Why This Stock Could Move Big Over the Next Four Days
Neha is a member of The Motley Fool Blog Network -- entries represent the personal opinion of the blogger and are not formally edited.
Joy Global (NYSE: JOY) was inching up nicely in January when rival Caterpillar (NYSE: CAT) suddenly barged in with a bleak outlook. The joy balloon burst instantly, and the stock is nearly 9% away (as of this writing) from the high it hit around Jan.18. It wasn’t about Caterpillar’s upcoming numbers though; it was something more serious, something that could hit Joy hard as well. And this is also what analysts and investors would want Joy to assure them in its upcoming earnings call on Feb. 27 – that there’s no problem with its recent China-based acquisition. But, there’s something even bigger than this that the market would want Joy to opine on next week.
What to look for
Caterpillar took a monstrous hit of over half a billion dollars in its last quarter as it unearthed an accounting fraud at its recently acquired China-based company ERA Mining Machinery. As much as the news shook Caterpillar investors, it also brought Joy under the scanner as it also has a not-too-old Chinese acquisition under its belt. Yet, Joy has been quick enough to dispel fears, saying that it hasn’t come across any untoward instances in China yet. That might sound good, but investors would certainly like to know how IMM is expected to fare in the year ahead, and whether its integration is on track. After all, Joy had paid a premium to acquire IMM at a time when mining was just entering its low phase in China.

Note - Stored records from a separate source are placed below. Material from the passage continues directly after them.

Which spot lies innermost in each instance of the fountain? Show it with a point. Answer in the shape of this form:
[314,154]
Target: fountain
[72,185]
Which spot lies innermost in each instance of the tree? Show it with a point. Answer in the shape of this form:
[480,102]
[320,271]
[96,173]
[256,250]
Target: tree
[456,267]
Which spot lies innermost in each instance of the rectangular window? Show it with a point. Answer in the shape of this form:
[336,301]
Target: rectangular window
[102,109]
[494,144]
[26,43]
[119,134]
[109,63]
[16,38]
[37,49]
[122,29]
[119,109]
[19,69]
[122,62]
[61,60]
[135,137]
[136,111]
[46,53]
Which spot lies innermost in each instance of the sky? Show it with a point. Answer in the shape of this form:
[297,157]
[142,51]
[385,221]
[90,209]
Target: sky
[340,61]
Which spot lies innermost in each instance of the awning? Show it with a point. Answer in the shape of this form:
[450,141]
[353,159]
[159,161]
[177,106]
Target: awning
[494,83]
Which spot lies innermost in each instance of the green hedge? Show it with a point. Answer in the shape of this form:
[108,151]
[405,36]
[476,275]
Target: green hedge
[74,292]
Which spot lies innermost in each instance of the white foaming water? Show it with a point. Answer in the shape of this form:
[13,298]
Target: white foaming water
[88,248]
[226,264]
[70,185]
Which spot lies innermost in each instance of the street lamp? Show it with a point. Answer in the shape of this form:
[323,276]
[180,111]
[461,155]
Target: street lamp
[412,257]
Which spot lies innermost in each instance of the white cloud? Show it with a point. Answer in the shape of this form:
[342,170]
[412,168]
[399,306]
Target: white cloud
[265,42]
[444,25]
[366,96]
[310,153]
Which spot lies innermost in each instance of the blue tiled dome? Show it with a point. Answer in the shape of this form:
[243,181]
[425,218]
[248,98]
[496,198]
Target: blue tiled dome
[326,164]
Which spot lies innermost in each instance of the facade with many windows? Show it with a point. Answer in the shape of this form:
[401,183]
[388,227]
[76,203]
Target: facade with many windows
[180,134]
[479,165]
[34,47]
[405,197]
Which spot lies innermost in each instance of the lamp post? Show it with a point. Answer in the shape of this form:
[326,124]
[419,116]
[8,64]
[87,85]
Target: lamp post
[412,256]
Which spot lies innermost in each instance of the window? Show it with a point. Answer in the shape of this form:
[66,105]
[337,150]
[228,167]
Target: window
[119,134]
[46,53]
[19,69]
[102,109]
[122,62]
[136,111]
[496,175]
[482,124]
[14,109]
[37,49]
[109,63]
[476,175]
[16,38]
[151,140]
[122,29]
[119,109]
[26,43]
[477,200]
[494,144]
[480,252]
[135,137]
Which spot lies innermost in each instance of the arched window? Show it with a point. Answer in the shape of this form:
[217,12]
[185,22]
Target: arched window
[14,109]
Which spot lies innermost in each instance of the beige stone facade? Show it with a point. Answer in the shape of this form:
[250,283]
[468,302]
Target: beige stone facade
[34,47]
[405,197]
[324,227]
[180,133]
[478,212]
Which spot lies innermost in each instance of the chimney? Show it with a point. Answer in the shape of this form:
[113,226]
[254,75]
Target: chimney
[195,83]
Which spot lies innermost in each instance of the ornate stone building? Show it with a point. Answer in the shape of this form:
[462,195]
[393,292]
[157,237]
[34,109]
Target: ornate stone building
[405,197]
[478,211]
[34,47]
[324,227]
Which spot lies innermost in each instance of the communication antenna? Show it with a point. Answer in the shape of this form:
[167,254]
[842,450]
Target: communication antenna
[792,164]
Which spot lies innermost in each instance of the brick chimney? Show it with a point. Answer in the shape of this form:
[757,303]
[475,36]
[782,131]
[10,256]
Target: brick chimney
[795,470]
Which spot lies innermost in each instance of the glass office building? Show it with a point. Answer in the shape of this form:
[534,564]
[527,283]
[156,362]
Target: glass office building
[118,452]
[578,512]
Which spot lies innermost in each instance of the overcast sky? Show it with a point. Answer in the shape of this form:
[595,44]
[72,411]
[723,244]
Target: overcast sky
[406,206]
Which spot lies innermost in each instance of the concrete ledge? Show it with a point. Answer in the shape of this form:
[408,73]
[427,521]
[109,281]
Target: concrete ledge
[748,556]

Even otherwise, if Joy doesn’t present good first-quarter numbers, or caps off with a tepid outlook, you can blame China for it. It is one of the most important markets for mining companies, and unless it rebounds, there’s not much hope. In these uncertain times, Joy is focusing on restructuring and downsizing to maintain margins even as top line growth is hard to come by. One of its plans includes shifting some operations from high-cost market Australia to China during the latter half of 2013. That’s just as much Joy revealed in its last earnings call. I’ll be looking for further details in the upcoming one.
Wait for orders
Caterpillar slowed down production in its last quarter, reducing inventory by $2 billion, nearly double of what it had originally planned to. Caterpillar’s revenue for the quarter was down 7%, and it has a pretty mute outlook for the full year. Analysts are expecting Joy to report 5% lower revenue for the first quarter.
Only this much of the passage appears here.